I know and love the Marianne North Gallery. Her paintings are gorgeous - in the proper meaning of that word. I bought a jigsaw of one of them and it was a delight to do.
I don't mind if gentlemen open doors for me or not so long as they don't let them shut in my face!

Pondside said...

Very interesting post - am trying to imagine a village owned by a single family; lock, stock and barrel.

Calico Kate said...

Well you know I love a good trawl through 2nd hand shops and their ilk, hauled a chair out of a skip at the tip in Lochgilphead before we came to Glasgow. Havne't had a chance to do anything to it yet but it was an old Lloyd Loom with lovely legs, need some TLC and a new seat but something for nothing?? Love it!
Do wish we had some vintage fairs near here. Hope you get to the next one so that you can report back and make me jealous!
Haven't seen the Mary thing show yet - she is a bit shouty for me - but will look out for it when I get back
Love
CKx

Melanie said...

Hi Maggie, I have paired you up with a partner for the Cosy Crochet and Knitting Swap, please take a look on my blog to find out who. xxxx

Fyldecoaster said...

Well PFG the age of chivary is not dead, I personally do hold open doors for ladies, but as for whether boys are taught manners? then I have to conclude that they aren't these days.There are other things, like walking on the outside of a pavement when walking with a lady. I still do it.

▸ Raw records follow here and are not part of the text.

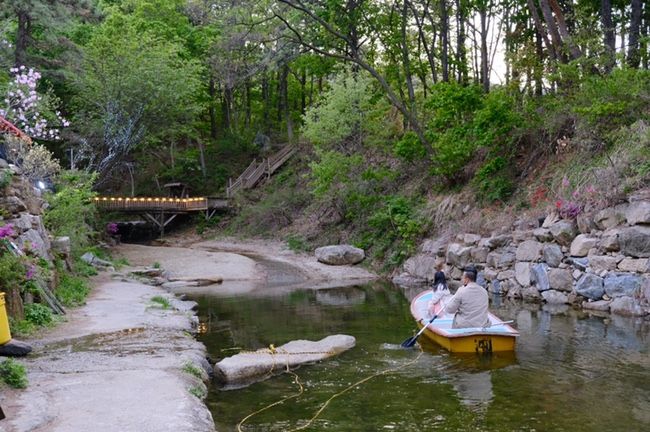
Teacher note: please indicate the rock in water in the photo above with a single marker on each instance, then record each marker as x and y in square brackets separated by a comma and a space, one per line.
[246, 368]
[339, 254]
[15, 348]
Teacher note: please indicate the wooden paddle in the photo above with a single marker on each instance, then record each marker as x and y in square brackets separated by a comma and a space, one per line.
[408, 343]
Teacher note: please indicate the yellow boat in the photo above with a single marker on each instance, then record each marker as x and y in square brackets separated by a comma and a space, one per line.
[497, 337]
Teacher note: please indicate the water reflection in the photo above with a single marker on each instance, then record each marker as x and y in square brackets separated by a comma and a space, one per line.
[564, 358]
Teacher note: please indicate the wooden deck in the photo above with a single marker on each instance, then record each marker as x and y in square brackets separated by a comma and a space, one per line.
[257, 170]
[161, 211]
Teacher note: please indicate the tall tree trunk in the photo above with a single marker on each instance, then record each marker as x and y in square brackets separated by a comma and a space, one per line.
[247, 120]
[552, 30]
[428, 49]
[574, 50]
[485, 70]
[211, 110]
[541, 31]
[461, 51]
[609, 37]
[204, 171]
[444, 40]
[633, 58]
[645, 33]
[406, 58]
[226, 107]
[267, 102]
[23, 35]
[539, 66]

Regarding the wholly owned village. This is not owned by an individual family, rather a co-operative, if you ever get the chance, visit the village of Leckford, deep in the Test Valley in Hampshire.The whole village is owned by the John Lewis Partnership, they have a golf course there which irrespective of whether your a golfer or not is the most beautiful walk. wildlife abounds, and the beautiful experience is only interupted by the far too frequent wayward shot. I loved playing this course, very badly I might add

Melanie said...

Maggie, I pick the partners myself, are you happy with your partner?

The Fairy Glade said...

Hi there, I am your cosy swap partner. I can't find an email address for you on your profile page. Can you contact me via mine? Look forward to hearing from you soon. Dev X

Cait O'Connor said...

I'd have hated seeing those things in bags going into the dump! My stepson lives in Norfolk, it has pretty villages doesn't it?
I like to see good manners in both sexes, I hope they aren't disappearing? The boys at the school next to my library are very courteous and polite and hold doors open for me, bless them.